Tia Jane seria a eterna Miss Cinelândia, por incríveis sistemas paramnésicos a Jane, namorada do Tarzan, ou Glória Grahame, amante de Lee Marvin, o gangster que lhe atira ácido na face, ela e Marjorie eram mulheres mais fatais a si próprias, fatias em carne e osso do produto ao avesso do sonho americano, do grande engano acalentado na penumbra das salas de projeção cheias de pulgas de terceira classe, as mesmas que, mais tarde, estariam picando e sugando por baixo da colcha chinesa de péssimo gosto, após o intervalo esquecido do amor entre aquele sonho e este aqui, mais próximo, feito de lençóis gosmentos e mau-hálito, racionalizando o esquecimento dos intervalos espúrios do amor, porque os anjinhos, porque a parteira, porque esses cafajestes, porque a vida realmente não era tão cor-de-rosa.

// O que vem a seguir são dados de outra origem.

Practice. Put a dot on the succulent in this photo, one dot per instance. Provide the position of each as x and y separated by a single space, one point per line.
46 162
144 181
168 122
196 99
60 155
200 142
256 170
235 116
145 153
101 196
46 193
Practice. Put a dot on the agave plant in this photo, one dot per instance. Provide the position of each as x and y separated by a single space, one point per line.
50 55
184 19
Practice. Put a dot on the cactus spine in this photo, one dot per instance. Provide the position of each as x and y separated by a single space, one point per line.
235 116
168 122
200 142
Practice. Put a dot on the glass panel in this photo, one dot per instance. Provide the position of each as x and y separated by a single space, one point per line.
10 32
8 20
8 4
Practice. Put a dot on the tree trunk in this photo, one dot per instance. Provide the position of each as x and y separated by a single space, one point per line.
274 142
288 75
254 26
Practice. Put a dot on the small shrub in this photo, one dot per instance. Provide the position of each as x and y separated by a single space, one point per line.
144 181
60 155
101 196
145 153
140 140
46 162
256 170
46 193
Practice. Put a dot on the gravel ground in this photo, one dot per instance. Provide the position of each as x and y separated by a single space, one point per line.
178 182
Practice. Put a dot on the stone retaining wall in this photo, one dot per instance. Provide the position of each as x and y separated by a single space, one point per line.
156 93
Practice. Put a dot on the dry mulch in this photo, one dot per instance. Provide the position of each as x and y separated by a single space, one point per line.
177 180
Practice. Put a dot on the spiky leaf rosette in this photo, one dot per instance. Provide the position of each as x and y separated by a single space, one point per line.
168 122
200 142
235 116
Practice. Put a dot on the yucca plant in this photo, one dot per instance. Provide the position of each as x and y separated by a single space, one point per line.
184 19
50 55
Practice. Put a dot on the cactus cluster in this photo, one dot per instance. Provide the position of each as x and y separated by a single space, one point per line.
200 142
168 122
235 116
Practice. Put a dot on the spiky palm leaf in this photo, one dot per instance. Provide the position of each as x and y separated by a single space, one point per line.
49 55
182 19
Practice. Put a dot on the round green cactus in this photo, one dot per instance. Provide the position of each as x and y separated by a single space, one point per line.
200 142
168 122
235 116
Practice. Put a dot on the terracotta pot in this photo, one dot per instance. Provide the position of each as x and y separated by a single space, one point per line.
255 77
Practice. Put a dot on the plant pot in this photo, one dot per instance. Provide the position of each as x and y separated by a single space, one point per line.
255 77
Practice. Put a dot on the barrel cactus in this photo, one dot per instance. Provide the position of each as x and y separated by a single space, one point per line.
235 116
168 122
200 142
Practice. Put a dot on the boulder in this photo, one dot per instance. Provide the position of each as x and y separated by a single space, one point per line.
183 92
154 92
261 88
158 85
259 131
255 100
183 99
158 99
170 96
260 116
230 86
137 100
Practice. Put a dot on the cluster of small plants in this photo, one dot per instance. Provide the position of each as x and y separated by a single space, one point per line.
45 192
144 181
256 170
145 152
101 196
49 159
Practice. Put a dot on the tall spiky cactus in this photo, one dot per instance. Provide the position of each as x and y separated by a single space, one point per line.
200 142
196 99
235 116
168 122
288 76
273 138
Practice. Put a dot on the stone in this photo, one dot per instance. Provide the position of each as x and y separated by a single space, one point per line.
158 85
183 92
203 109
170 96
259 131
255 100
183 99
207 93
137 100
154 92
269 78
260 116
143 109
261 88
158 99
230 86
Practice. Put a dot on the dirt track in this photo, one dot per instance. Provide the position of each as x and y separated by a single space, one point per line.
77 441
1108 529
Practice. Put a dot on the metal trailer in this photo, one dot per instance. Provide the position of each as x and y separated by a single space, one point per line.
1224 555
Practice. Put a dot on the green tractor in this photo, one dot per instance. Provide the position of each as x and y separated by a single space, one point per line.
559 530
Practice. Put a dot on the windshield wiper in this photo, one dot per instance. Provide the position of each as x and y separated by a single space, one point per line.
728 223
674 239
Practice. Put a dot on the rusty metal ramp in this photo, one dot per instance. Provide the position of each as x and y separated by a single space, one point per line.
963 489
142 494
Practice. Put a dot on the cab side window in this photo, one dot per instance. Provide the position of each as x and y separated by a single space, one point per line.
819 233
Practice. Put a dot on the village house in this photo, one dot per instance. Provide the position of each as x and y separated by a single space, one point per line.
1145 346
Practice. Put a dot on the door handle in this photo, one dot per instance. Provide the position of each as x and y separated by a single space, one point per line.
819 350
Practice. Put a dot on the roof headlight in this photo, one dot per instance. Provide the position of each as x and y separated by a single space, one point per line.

Em 1947 o verdadeiro nome do amor vinha impresso em letras douradas, assumia as formas ovais e oblongas das caixas de bombom, brilhava nos créditos e títulos na marquise do cine Marrocos anunciando E O Vento Levou, nos vestidos e toaletes, absurdas simbioses de cortinas velhas, retalhos de sofá e mosquiteiros. Se a invenção é filha da necessidade, em 1947 o pai era Darryl Zannuck.
“Viu só, Marjie? Scarlett faz o mesmo!”, tagarelava Jane como quem fala da vizinha.
E a juventude, os bolinhos do entardecer, os tipos mal-encarados, os bondes, as longas filas do pão e novamente os bondes, as matinês dançantes, as novelas da rádio São Paulo. Vivien: cabeça cheia de sonho, pés plantados na realidade. Ao acordar, lavava o rosto com sabão amarelo espiando pela vidraça o atordoante, fuliginoso casario sob um céu de filme polonês amanhecendo por entre nuvens sujas. Tinha apenas um casaco e um par de sapatos de cor indefinida mas, ao sair, os cabelos ruivos adejavam no espelho do porta-chapéus, deixando um rastro de fagulhas elétricas, um perfume de madressilvas. E tinha dezoito anos. O bastante para ser feliz.